Private banks face a crucial challenge in ensuring that client onboarding processes are efficient, secure, and compliant with regulatory requirements. Manual verification of client data can be time-consuming and prone to errors, leading to delayed or incorrect onboarding decisions.
In this 24-hour datathon challenge, participants will develop an automated solution to verify the consistency of client data and predict whether a client should be accepted or rejected based on their profile information.
Participants will be provided with a training dataset consisting of 10,000 client profiles, each comprising five JSON documents:
- passport.json: Client identification details
- client_profile.json: Demographic and personal information
- account_form.json: Account opening details
- client_description.json: KYC description of a client
- label.json: Binary label indicating whether the client data is consistent and acceptable (Accept) or not (Reject)
Using the provided training dataset, participants must develop a machine learning model or algorithm that can automatically verify the consistency of client data and predict the corresponding label.
After the development period, participants will receive a separate evaluation dataset consisting of 1,000 client profiles, each with four JSON documents (passport, client_profile, account_form, and client_description). Their task is to apply their solution to these new client profiles and generate a CSV file with two columns (no header, no index):
- client_id: Unique identifier for each client
- label: Predicted binary label (Accept or Reject) indicating whether the client data is consistent and acceptable
A single CSV file containing the predicted labels for the 1,000 client profiles in the evaluation dataset
Codebase with solution
Presentation describing the approach, methodology, and any insights gained during the challenge (5 minutes)
Following files are available in repository:
- datathon.zip - archive with 10,000 clients.

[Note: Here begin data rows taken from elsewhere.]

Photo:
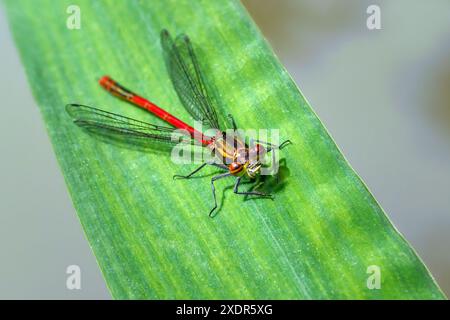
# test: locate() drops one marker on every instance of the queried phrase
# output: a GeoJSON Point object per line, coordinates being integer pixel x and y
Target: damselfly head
{"type": "Point", "coordinates": [256, 152]}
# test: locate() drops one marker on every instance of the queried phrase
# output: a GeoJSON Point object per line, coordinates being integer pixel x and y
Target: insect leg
{"type": "Point", "coordinates": [273, 146]}
{"type": "Point", "coordinates": [255, 193]}
{"type": "Point", "coordinates": [220, 176]}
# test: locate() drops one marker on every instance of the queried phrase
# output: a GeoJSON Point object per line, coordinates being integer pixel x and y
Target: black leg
{"type": "Point", "coordinates": [255, 193]}
{"type": "Point", "coordinates": [220, 176]}
{"type": "Point", "coordinates": [274, 146]}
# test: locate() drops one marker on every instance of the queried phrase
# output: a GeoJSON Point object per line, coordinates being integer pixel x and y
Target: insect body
{"type": "Point", "coordinates": [231, 153]}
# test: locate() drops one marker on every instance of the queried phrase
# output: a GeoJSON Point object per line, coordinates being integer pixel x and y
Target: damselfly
{"type": "Point", "coordinates": [232, 154]}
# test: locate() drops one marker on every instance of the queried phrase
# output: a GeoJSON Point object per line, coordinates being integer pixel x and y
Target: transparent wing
{"type": "Point", "coordinates": [187, 79]}
{"type": "Point", "coordinates": [113, 125]}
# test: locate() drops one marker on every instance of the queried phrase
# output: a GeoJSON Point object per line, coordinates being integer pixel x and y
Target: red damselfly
{"type": "Point", "coordinates": [232, 154]}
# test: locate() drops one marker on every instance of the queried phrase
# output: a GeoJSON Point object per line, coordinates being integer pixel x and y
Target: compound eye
{"type": "Point", "coordinates": [235, 167]}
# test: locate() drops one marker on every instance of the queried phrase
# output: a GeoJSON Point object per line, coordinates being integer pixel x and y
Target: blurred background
{"type": "Point", "coordinates": [384, 95]}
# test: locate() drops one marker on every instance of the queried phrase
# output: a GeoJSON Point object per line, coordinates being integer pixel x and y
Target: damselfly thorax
{"type": "Point", "coordinates": [240, 159]}
{"type": "Point", "coordinates": [231, 153]}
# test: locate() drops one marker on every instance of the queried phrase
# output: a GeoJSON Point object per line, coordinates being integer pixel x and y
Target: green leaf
{"type": "Point", "coordinates": [151, 235]}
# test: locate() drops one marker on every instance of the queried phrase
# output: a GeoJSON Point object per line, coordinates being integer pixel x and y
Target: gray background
{"type": "Point", "coordinates": [383, 95]}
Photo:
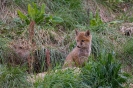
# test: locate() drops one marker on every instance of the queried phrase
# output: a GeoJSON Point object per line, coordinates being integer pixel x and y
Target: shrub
{"type": "Point", "coordinates": [106, 73]}
{"type": "Point", "coordinates": [13, 77]}
{"type": "Point", "coordinates": [61, 79]}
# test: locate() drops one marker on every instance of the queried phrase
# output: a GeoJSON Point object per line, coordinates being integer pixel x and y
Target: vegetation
{"type": "Point", "coordinates": [52, 38]}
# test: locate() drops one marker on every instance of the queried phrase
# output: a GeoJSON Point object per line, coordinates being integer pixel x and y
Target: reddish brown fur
{"type": "Point", "coordinates": [79, 55]}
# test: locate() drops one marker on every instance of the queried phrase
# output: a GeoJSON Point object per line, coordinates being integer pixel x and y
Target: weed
{"type": "Point", "coordinates": [104, 73]}
{"type": "Point", "coordinates": [61, 79]}
{"type": "Point", "coordinates": [13, 77]}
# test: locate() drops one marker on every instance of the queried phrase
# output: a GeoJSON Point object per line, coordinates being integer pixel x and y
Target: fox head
{"type": "Point", "coordinates": [83, 39]}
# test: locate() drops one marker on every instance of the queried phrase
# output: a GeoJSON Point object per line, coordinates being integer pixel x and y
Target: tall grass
{"type": "Point", "coordinates": [13, 77]}
{"type": "Point", "coordinates": [61, 79]}
{"type": "Point", "coordinates": [106, 73]}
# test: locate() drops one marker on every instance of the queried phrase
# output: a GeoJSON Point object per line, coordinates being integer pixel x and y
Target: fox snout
{"type": "Point", "coordinates": [80, 44]}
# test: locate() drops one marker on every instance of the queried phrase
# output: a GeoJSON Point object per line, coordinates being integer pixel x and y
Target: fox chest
{"type": "Point", "coordinates": [83, 53]}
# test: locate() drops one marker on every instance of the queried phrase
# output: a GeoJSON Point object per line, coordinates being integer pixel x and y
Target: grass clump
{"type": "Point", "coordinates": [13, 77]}
{"type": "Point", "coordinates": [105, 73]}
{"type": "Point", "coordinates": [67, 78]}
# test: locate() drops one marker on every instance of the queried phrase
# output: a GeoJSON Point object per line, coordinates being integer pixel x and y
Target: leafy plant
{"type": "Point", "coordinates": [106, 73]}
{"type": "Point", "coordinates": [13, 77]}
{"type": "Point", "coordinates": [96, 23]}
{"type": "Point", "coordinates": [61, 79]}
{"type": "Point", "coordinates": [38, 15]}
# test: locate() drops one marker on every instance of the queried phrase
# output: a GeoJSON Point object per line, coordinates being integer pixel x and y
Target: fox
{"type": "Point", "coordinates": [79, 55]}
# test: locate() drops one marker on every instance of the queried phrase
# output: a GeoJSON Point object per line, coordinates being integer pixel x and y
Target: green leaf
{"type": "Point", "coordinates": [31, 12]}
{"type": "Point", "coordinates": [43, 9]}
{"type": "Point", "coordinates": [57, 19]}
{"type": "Point", "coordinates": [21, 15]}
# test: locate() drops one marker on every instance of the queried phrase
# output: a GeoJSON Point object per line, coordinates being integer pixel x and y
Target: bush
{"type": "Point", "coordinates": [105, 73]}
{"type": "Point", "coordinates": [13, 77]}
{"type": "Point", "coordinates": [61, 79]}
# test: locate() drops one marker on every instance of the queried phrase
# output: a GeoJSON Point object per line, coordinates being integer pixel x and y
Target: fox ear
{"type": "Point", "coordinates": [87, 33]}
{"type": "Point", "coordinates": [76, 31]}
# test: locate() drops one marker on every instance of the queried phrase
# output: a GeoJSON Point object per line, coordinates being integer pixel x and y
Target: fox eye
{"type": "Point", "coordinates": [82, 40]}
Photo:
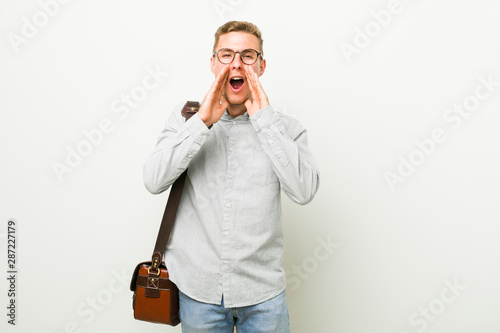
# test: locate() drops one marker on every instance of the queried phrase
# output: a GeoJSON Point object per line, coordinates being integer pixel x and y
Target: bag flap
{"type": "Point", "coordinates": [136, 273]}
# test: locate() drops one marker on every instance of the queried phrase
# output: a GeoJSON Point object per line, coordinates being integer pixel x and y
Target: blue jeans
{"type": "Point", "coordinates": [267, 317]}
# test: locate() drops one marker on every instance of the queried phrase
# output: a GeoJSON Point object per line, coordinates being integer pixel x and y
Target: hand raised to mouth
{"type": "Point", "coordinates": [214, 104]}
{"type": "Point", "coordinates": [258, 98]}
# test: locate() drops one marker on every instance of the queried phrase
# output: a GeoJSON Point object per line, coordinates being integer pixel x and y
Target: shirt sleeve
{"type": "Point", "coordinates": [285, 142]}
{"type": "Point", "coordinates": [177, 144]}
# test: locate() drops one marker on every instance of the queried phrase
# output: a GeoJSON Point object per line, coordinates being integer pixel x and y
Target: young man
{"type": "Point", "coordinates": [226, 249]}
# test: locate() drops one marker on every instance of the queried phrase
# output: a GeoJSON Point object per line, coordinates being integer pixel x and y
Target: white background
{"type": "Point", "coordinates": [397, 250]}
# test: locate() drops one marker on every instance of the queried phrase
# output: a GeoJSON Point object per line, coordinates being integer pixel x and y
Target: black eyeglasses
{"type": "Point", "coordinates": [248, 56]}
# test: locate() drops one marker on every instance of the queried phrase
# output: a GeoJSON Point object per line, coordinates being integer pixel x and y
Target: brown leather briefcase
{"type": "Point", "coordinates": [156, 298]}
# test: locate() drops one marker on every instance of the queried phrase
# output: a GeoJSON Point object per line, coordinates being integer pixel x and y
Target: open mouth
{"type": "Point", "coordinates": [237, 83]}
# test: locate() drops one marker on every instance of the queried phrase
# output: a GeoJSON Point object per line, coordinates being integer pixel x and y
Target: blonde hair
{"type": "Point", "coordinates": [239, 26]}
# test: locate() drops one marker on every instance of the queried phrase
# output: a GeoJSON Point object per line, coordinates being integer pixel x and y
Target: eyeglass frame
{"type": "Point", "coordinates": [234, 55]}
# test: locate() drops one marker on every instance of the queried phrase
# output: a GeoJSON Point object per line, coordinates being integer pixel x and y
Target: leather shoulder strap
{"type": "Point", "coordinates": [167, 222]}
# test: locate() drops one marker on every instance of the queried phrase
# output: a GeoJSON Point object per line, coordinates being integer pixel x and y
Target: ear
{"type": "Point", "coordinates": [262, 66]}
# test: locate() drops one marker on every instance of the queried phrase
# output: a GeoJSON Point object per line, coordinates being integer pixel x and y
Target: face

Each client is a separate archive, consisting of five files mentioned
- this archive is split into four parts, named datathon_part[i].zip
- solution.csv - template CSV file to show the shape of expected solution delivered for evaluation set
- evaluation.zip - archive with 1,000 clients. Each client is a separate archive, consisting of four files mentioned
- this file will be submitted shortly before end of the challenge
Solution provided will be evaluated according to following criteria:
- accuracy in provided solution file
- solution design criteria like efficiency, novelty, elegance and applicability within the banking sector
- presentation of the solution
To evaluate prediction score, classification labels have to be provided in the same format as in the provided example. Name your submission csv file as "<team_name>.csv". Please fork this repository, start developing your project, and ensure your final submission, including your code, is uploaded to your forked repository before Sunday 12:00pm, as this will be used to evaluate your solution.